An open API service indexing awesome lists of open source software.

https://github.com/alertua/styletts2-ukrainian-openai-tts-api


https://github.com/alertua/styletts2-ukrainian-openai-tts-api

home-assistant openai-api tts ukrainian ukrainian-language

Last synced: 6 months ago
JSON representation

Awesome Lists containing this project

README

          

[![Stand With Ukraine](https://raw.githubusercontent.com/vshymanskyy/StandWithUkraine/main/banner-direct-single.svg)](https://stand-with-ukraine.pp.ua)
[![Made in Ukraine](https://img.shields.io/badge/made_in-Ukraine-ffd700.svg?labelColor=0057b7)](https://stand-with-ukraine.pp.ua)
[![Stand With Ukraine](https://raw.githubusercontent.com/vshymanskyy/StandWithUkraine/main/badges/StandWithUkraine.svg)](https://stand-with-ukraine.pp.ua)
[![Russian Warship Go Fuck Yourself](https://raw.githubusercontent.com/vshymanskyy/StandWithUkraine/main/badges/RussianWarship.svg)](https://stand-with-ukraine.pp.ua)

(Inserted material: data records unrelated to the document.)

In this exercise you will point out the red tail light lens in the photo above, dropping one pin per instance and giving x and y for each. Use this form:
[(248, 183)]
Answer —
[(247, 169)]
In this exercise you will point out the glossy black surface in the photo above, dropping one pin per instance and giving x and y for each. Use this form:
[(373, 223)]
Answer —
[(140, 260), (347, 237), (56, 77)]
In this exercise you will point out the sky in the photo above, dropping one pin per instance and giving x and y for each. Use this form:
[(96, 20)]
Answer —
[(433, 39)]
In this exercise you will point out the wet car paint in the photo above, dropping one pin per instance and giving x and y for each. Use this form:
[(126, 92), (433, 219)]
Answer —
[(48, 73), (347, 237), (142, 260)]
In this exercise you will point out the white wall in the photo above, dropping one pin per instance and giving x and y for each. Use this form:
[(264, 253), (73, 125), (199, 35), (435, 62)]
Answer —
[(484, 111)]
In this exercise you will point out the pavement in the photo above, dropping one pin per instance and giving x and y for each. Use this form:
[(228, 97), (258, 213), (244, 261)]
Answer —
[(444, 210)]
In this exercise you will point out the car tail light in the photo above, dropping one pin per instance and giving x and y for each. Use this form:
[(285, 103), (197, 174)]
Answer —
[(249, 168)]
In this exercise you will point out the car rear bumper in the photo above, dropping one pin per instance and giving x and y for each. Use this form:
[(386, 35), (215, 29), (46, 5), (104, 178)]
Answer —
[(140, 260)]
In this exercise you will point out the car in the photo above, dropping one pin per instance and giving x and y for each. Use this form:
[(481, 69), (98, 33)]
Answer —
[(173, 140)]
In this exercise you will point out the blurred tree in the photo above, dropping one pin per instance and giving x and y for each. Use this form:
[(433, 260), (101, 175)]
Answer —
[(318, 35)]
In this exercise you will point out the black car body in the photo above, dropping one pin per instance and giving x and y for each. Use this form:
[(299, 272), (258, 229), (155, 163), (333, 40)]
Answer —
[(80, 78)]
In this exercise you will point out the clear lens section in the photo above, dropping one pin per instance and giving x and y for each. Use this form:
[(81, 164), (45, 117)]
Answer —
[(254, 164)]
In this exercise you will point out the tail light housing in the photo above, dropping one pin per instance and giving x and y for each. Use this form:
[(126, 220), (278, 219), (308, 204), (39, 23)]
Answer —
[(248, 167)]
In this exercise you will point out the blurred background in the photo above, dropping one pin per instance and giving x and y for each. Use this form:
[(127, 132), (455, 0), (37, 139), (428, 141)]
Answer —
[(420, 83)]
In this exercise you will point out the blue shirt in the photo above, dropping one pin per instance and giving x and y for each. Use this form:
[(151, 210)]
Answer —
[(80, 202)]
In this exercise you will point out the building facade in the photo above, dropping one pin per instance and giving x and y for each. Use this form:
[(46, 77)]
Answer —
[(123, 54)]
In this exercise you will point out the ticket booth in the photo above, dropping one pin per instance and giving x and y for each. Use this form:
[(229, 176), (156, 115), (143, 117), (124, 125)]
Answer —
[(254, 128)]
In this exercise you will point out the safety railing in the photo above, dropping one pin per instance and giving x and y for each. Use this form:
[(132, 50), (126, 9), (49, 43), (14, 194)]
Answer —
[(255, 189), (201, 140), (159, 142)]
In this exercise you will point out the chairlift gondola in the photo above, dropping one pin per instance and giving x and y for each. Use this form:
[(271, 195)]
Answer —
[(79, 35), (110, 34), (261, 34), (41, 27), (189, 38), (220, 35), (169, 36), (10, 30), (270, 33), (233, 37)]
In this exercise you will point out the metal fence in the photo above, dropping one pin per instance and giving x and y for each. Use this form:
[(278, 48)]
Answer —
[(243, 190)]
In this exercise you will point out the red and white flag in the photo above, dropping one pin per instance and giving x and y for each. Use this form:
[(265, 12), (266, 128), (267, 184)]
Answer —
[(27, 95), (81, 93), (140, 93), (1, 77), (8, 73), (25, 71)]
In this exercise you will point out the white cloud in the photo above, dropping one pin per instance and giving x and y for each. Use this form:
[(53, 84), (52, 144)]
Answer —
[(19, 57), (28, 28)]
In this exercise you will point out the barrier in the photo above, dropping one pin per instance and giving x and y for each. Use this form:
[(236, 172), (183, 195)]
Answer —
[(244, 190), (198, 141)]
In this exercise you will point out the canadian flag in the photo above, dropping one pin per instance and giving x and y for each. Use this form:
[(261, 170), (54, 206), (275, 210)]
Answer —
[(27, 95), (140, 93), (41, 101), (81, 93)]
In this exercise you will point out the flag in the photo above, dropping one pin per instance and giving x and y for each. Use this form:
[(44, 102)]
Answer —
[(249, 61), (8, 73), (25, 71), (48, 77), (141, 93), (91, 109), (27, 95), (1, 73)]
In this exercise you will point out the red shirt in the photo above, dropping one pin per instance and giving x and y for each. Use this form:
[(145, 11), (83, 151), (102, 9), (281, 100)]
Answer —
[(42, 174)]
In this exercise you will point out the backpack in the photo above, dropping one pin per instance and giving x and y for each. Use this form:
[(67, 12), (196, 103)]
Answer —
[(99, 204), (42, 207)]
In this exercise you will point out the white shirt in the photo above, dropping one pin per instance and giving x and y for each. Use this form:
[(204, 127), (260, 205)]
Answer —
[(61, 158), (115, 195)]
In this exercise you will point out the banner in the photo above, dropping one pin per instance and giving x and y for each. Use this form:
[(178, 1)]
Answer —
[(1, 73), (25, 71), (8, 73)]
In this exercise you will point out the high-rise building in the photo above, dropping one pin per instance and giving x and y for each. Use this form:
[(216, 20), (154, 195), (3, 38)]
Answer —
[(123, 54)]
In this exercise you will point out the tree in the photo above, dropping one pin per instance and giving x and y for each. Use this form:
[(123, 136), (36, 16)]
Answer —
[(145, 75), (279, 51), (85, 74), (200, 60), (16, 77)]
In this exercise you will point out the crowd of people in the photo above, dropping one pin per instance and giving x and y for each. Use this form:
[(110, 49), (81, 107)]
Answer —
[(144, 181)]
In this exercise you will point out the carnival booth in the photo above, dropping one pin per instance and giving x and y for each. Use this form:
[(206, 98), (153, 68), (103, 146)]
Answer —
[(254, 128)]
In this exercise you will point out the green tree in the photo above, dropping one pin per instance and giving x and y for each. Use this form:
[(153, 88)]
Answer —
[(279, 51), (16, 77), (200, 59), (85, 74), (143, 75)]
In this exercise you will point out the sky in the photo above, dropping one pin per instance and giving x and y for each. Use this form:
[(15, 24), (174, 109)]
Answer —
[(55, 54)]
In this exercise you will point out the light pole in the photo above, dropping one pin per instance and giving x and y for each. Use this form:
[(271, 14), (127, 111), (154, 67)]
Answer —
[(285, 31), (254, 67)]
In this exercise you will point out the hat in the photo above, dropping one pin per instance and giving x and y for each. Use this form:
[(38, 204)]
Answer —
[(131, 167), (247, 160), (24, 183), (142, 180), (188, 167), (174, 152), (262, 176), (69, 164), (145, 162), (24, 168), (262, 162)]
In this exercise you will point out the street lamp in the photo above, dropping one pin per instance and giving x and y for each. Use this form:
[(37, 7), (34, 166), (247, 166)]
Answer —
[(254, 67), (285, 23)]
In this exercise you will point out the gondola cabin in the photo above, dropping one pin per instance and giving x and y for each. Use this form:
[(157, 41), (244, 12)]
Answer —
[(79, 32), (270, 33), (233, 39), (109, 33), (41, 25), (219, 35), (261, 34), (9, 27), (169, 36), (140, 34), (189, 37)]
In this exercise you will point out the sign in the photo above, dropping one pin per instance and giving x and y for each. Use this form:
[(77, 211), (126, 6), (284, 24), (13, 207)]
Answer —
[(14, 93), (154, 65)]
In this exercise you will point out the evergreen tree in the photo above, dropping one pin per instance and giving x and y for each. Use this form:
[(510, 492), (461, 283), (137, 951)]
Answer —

Repository: [ALERTua/styletts2-ukrainian-openai-tts-api](https://github.com/ALERTua/styletts2-ukrainian-openai-tts-api)

GitHub Docker Registry: https://github.com/ALERTua/styletts2-ukrainian-openai-tts-api/pkgs/container/styletts2-ukrainian-openai-tts-api

Docker Hub: https://hub.docker.com/r/alertua/styletts2-ukrainian-openai-tts-api

## Description

Provides OpenAI TTS API endpoints for the [patriotyk/styletts2-ukrainian](https://huggingface.co/spaces/patriotyk/styletts2-ukrainian) Gradio app, based on the Docker image [ALERTua/patriotyk_styletts2_ukrainian_docker](https://github.com/ALERTua/patriotyk_styletts2_ukrainian_docker)

I didn't mean to make this as a full-fledged product. It's just a quick and dirty solution to get the model working with Home Assistant until a better option arrives.
By better option I mean a model of at least the same quality but in Piper-compatible format for easy Home Assistant usage.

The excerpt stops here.